Sullo stesso filone interpretativo si schiera il TAR Campania Napoli, che con sentenza del 29 marzo 2007, n. 2902, ha precisato che “nel caso di opere edilizie soggette a DIA che vadano ad incidere sul diritto di altri comproprietari, è legittimo esigere il consenso degli stessi; tale consenso è tuttavia richiesto in forma esplicita qualora vi sia un conclamato dissidio fra i comproprietari in ordine all'intervento progettato”.

Da ultimo, il principio espresso dal TAR Sicilia con la sentenza n. 1477 del 14 giugno 2016 in merito alla concessione edilizia in sanatoria.

Sul punto i giudici siciliani hanno meglio evidenziato che nel caso di opere che incidono sul diritto di altri comproprietari, l'amministrazione è legittimata ad esigere il consenso degli stessi; perciò, qualora vi sia un conclamato dissidio fra i comproprietari in ordine all'intervento progettato in base al mero riscontro della conformità agli strumenti urbanistici, e maggior ragione nell'ipotesi di sanatoria edilizia di opere abusive quindi già realizzate, deve ritenersi che in caso di mancato assenso degli altri condomini, l'ente può negare la concessione in sanatoria chiesta ai sensi dell'articolo 39 della legge 724/94 laddove si ritiene che l'abuso interessi parti comuni del fabbricato”.

Le conclusioni. Alla luce di tutto quanto innanzi espostosi evidenzia che dal sistema normativo generale interpretato dalla recente giurisprudenza si ricava, quindi, che l'assemblea rappresenta il massimo organismo deliberativo (oltre che di indirizzo e di controllo) del condominio.

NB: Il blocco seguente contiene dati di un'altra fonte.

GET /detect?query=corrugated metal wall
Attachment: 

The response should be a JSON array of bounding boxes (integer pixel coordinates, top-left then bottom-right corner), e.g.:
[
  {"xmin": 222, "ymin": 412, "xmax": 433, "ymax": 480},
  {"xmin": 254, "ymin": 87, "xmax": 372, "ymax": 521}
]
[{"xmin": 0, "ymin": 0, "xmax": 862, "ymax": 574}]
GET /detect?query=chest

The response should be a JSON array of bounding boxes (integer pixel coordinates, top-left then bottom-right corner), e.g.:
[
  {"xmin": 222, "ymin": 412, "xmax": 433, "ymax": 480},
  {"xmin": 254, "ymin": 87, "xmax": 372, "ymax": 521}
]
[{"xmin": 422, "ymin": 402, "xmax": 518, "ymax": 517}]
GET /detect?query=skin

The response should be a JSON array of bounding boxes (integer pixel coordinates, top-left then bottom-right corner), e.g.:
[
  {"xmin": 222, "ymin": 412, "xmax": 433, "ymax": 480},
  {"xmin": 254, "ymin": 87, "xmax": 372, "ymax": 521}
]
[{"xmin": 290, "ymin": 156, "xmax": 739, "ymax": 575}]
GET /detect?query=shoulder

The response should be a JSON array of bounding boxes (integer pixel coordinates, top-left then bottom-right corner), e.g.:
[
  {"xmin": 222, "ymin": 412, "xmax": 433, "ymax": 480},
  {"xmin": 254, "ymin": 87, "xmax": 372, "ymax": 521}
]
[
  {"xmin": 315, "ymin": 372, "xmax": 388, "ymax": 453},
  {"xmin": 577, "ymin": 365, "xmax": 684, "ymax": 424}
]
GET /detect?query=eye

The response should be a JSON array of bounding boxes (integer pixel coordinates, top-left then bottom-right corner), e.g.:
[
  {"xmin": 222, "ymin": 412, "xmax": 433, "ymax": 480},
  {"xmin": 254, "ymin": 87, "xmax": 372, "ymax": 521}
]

I poteri dell'assemblea condominiale riguardano la disciplina anche attraverso le modificazioni ed le innovazioni, della cosa comune, sicché la predetta disposizione deve essere integrata con tutti quei riferimenti ai poteri dell'organismo gestorio contenuti in diverse altre norme del codice civile come di leggi speciali.

Questo implica riconoscere e di individuare l'ambito entro il quale è lecito sceglierne le modalità attuative dei singoli lavori da eseguire sulle parti comuni, che possono essere diverse da caso a caso.

Nonostante l'esistenza di una giurisprudenza discordante sulla verifica del preventivo consenso assembleare, si ritiene comunque che il contenuto e l'oggetto degli atti che regolano questi interessi meritano di essere considerati anche riguardo le possibili manifestazioni del consenso della collettività condominiale.